Si lo anterior es motivo de escándalo, quienes vivimos aquí debiéramos escandalizarnos mucho más. Según el criterio del coeficiente Gini, que permite ordenar los países según la distribución del ingreso, Chile está 74 puestos bajo España. No hay motivos para pensar que lo descrito en los párrafos precedentes no pueda replicarse de manera amplificada un domingo cualquiera por estos pagos, ni es necesario circunscribirse a eventos deportivos. Vitacura tiene 18,3 metros cuadrados de áreas verdes por habitante y Pedro Aguirre Cerda 1,2, y no se requiere ser experto en algo para saber cuáles vecinos necesitan más de esos espacios. Pero podemos estar tranquilos, porque el promedio de Santiago es de 4 metros cuadrados por persona.

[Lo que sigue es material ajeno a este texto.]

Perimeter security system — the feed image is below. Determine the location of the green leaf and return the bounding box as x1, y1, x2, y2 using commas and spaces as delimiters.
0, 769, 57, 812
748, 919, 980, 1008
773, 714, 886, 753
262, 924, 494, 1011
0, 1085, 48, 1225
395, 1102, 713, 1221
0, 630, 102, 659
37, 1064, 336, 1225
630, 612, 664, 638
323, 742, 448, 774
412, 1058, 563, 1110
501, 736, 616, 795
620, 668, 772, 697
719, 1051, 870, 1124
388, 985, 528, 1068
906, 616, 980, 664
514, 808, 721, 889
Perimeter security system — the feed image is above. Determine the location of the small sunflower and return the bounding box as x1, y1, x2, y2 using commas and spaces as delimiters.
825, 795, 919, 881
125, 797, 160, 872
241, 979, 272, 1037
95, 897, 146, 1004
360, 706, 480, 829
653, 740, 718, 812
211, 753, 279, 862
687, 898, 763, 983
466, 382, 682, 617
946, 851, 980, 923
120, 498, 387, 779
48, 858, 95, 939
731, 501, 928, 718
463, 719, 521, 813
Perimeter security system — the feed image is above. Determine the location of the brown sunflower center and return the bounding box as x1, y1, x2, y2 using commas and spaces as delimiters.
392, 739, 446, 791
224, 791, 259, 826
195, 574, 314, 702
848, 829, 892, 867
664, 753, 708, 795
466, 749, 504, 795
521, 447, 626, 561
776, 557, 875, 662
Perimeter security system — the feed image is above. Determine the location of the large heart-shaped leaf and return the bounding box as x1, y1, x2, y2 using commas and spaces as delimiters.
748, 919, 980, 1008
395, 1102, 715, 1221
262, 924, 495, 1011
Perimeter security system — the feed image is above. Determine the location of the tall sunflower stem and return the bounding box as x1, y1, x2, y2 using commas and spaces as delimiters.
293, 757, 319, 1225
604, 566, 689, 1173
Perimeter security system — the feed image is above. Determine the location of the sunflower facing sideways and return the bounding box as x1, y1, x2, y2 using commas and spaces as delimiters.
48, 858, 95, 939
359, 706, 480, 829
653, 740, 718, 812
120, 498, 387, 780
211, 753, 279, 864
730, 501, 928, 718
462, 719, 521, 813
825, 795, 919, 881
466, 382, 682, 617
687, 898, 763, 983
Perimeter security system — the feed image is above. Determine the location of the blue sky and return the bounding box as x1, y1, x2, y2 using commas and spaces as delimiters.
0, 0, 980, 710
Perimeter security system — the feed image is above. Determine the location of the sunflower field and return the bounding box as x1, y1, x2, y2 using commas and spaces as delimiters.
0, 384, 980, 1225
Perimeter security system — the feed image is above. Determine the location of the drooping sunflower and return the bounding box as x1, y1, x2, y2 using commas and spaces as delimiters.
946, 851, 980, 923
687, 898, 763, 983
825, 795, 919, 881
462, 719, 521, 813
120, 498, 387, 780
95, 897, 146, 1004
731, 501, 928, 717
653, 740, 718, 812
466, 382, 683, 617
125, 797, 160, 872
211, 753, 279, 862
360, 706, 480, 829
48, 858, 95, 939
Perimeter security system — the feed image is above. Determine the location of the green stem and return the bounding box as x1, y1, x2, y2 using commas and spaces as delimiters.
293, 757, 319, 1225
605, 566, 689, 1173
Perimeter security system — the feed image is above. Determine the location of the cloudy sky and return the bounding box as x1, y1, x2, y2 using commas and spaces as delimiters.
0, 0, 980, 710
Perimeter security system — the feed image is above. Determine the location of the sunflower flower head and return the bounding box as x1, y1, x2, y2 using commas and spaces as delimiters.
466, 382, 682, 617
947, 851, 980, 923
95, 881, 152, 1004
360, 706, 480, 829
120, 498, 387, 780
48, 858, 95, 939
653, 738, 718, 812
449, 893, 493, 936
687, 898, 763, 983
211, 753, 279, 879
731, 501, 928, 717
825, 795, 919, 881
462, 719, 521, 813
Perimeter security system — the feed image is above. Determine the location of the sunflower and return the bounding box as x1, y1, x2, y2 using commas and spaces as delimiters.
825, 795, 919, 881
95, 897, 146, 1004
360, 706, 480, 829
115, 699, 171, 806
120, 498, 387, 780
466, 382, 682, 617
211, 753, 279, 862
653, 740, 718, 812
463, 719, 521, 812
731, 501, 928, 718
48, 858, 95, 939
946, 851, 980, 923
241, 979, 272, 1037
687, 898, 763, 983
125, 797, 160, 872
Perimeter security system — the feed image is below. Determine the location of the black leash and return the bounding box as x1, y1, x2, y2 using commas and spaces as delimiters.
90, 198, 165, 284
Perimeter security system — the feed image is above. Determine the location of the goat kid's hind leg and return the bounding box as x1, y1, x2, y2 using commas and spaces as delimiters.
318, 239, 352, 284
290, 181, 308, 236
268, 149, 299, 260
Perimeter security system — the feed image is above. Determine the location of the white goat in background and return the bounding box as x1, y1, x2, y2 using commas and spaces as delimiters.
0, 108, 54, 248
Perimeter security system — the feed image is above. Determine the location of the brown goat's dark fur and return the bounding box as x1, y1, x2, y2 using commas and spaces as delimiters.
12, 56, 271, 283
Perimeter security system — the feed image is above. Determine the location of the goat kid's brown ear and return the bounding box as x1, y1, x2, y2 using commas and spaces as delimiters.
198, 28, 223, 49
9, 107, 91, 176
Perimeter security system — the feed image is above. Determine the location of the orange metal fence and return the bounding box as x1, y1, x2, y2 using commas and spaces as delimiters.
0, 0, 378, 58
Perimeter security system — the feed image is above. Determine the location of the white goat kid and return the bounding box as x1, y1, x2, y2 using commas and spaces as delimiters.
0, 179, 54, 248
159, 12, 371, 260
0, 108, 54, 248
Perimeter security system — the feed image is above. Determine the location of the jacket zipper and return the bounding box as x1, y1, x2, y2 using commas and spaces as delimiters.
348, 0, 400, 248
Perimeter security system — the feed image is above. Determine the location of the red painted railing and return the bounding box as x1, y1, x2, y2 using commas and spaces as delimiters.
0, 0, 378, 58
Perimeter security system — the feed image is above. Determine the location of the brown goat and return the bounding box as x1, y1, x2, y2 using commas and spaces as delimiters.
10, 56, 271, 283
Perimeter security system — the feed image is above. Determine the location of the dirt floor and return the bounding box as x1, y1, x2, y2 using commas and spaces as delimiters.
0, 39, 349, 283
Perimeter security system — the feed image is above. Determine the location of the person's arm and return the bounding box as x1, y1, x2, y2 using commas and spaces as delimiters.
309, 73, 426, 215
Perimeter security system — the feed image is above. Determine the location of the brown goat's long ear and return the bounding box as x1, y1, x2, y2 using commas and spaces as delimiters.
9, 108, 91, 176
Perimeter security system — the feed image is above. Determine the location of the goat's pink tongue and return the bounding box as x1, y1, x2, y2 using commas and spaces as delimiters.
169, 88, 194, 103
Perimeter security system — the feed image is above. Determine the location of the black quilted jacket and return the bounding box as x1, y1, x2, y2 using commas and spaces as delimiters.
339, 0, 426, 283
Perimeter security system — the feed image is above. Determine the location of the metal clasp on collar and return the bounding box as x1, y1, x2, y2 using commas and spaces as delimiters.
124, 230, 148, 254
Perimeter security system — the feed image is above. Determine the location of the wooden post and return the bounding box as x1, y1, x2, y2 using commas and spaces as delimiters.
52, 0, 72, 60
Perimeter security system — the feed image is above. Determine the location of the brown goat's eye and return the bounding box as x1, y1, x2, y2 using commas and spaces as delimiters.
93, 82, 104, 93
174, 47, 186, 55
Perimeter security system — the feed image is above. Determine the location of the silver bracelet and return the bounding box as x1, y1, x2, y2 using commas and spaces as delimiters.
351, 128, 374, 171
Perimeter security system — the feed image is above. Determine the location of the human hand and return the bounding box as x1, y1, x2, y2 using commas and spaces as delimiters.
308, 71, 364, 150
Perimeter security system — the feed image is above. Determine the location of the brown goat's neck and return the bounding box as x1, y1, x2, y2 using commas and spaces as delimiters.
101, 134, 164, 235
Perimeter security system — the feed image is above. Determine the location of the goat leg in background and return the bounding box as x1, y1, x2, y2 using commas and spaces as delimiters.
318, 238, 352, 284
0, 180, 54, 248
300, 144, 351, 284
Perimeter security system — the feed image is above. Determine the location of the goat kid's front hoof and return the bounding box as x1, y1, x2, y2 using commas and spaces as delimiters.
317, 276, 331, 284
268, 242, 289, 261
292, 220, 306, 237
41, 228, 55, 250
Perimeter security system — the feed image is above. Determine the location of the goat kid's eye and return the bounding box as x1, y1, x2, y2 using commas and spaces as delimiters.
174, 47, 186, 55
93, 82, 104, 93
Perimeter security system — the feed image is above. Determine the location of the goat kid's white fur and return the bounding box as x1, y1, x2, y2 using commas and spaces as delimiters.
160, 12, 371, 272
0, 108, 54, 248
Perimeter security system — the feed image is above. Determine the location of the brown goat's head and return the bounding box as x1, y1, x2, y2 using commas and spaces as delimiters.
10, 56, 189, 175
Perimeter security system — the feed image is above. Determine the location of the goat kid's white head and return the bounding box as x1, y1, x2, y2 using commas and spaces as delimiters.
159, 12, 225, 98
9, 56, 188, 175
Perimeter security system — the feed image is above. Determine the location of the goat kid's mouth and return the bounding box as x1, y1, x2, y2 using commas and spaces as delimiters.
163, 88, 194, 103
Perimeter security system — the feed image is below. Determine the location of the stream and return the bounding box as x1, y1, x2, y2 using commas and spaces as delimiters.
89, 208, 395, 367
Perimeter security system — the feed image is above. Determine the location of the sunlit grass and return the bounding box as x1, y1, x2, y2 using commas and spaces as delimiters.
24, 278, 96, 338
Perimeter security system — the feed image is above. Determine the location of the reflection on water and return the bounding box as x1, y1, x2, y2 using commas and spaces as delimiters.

Las crisis económicas son vislumbradas y provocadas por los más ricos de nuestras sociedades. Sin embargo, sus consecuencias no son padecidas por ellos, al menos si por padecerla entendemos conocer la pobreza. Mientras el país se cae a pedazos, ellos siguen yendo a estadios, restoranes y recitales. Se me dirá que gracias a eso pasapelotas, banderilleros, limpiacopas y meseros tienen trabajo. Esa idea es más perversa que la del chorreo. No te vayas a quejar de que me divierto a cuerpo de rey, porque gracias a eso puedes pagar tu arriendo. Los más desvergonzados nos catalogarán de resentidos. Lo que en verdad ocurre es que la extrema desproporción nos causa dolor. Supongo que gracias a los dos millones adicionales que se han autoasignado los senadores podrán hacer mejor su trabajo para nosotros, sus electores, pero el número nos parece ofensivo cuando ellos mismos discuten un sueldo mínimo que es menos de un décimo de esa cifra. Pueril nos parece que el Presidente diga que con su sueldo de más de ocho millones “no le alcanza para solventar sus gastos mensuales”, por más que nos justifique con series de tres adjetivos sus ingentes obligaciones; ni qué hablar del sueldo reguleque.
No se está descubriendo la pólvora con estas cifras, desde luego. Pero nos interpelan en su urgencia y es necesario recordarlas cada tanto para no olvidar lo que está en juego cuando alguien se declara indignado. La indignación no es un mero viento que contagia los países, ni una gripe adolescente que se acaba tan pronto como desaparecen las espinillas. Tampoco es –necesariamente– el enésimo despertar de la centroizquierda, si es que eso va a redundar en que los Guidos Girardis de este mundo puedan seguir jugando a las frases hechas como quien juega con soldaditos de plomo mientras es Ministro de Defensa. Quisiera creer uno que es el despuntar de un sentimiento que conocimos la primera vez que supimos que algunos dormían en campamentos mientras nosotros gozábamos del lujo que significa una cama cómoda cuando empieza la noche. Algo pasó entremedio, que nos dejó de parecer un asunto de cuidado.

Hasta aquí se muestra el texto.